Zionism, anti-Zionism, Semitism and antisemitism, and Jewish identity are the subjects of this important book by a young journalist, scholar (he’s working on his PhD at Yale), and writer. Leifer writes from personal experience — including growing up at a Jewish day school in New Jersey taught by Holocaust survivors and explaining how and why “Late in my teenage years, I broke with the Zionist dogmatism of my upbringing.” We then see him, as a journalist, covering protests in the occupied West Bank.
If you don’t know much about the history of the region, particularly in the last twenty years, and yet have found yourself in conversations about the State of Israel, Jewish identity in the United States, the rise of antisemitism, and the Israel-Hamas War, you may want to read Joshua Leifer for his balance and information. Leifer reveals how personally invested he is in the outcomes of these conversations and how desperately he wants public discourse to be knowledgeable and aware.

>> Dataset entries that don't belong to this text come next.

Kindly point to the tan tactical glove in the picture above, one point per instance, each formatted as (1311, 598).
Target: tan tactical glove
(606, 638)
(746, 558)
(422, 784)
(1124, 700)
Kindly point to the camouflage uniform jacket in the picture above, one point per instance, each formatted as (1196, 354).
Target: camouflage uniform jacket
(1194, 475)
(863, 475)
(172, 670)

Every major Jewish activist, activist organization, politician, protest in Israel and abroad regarding Gaza and the occupied territories, and regional and international incident is put into the context of an ongoing attempt by Jewish people to define themselves. Leifer doesn’t write only about Israel’s role in Jewishness, but this is the most urgent aspect of his book.
Always, his perspective is seasoned with personal experience, in both the United States and Israel, and his youth is to his benefit: He has historical perspective but also hope for doing better. The value of Tablets Shattered is in how deftly and sincerely the author identifies with both the Jewish people and citizenship in the world.

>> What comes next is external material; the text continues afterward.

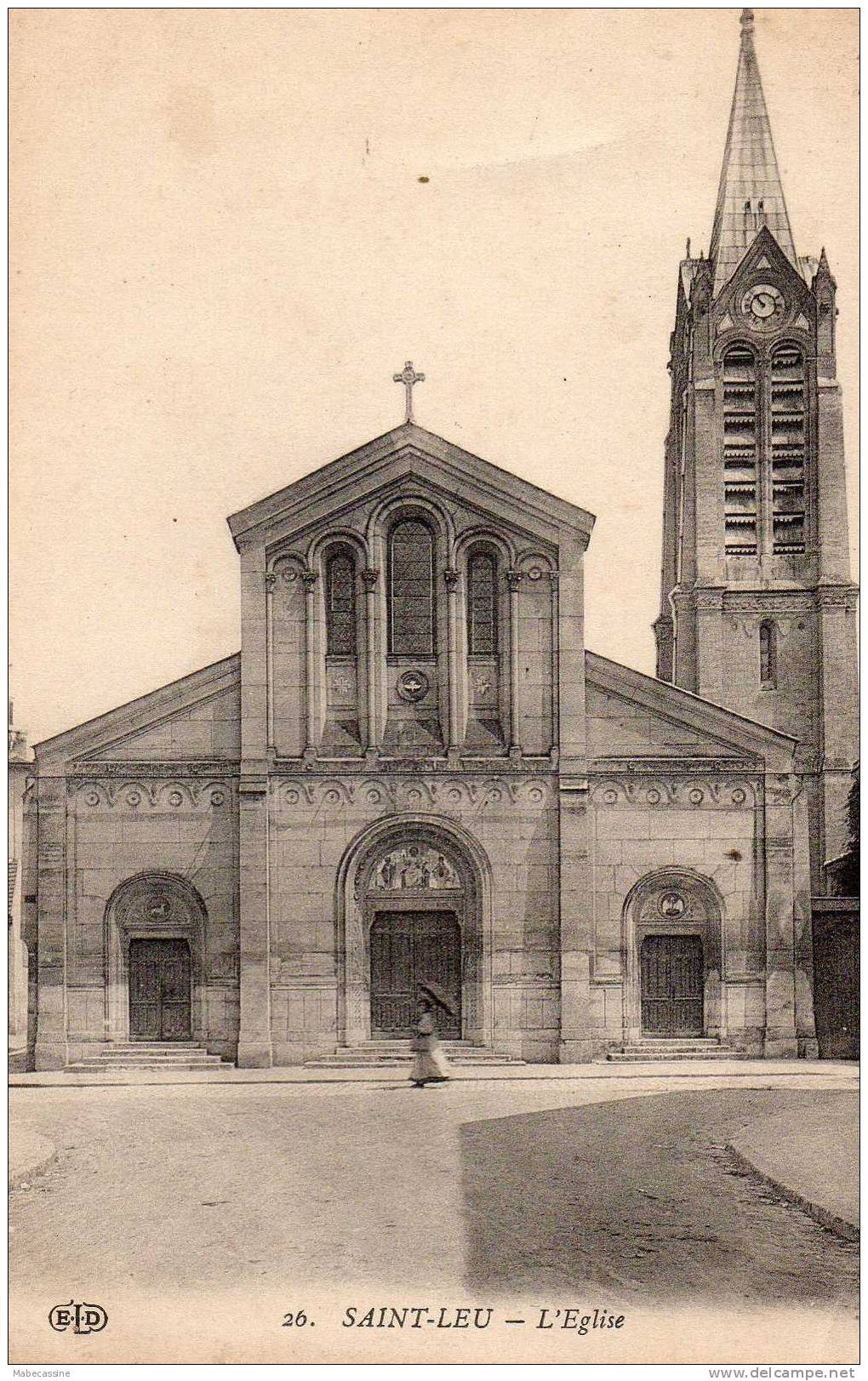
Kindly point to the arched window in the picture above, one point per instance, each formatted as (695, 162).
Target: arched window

Leifer explains at the end: “As a Jew and a progressive, I often feel closed in on both sides…between great shame and great fear. I am infuriated by the crimes of the state that acts in my name, and more worried that I have ever been by the rising acceptability of conspiratorial thinking and the demonization of Jews. It often feels like an impossible place.”
“But it is the place that we must hold. I understand my friends and former colleagues who wish to renounce Israel with finality and the Jewish state. Yet I believe that doing so would be both a moral and political mistake. The power of our protest grows from our connection. And while Israel and Zionism are not the sum or telos of Jewishness and Judaism, thinking and acting Jewishly also requires recognizing that Israel, more than any other place, is where Jews live. To change our people, we must be with them. That is our responsibility.”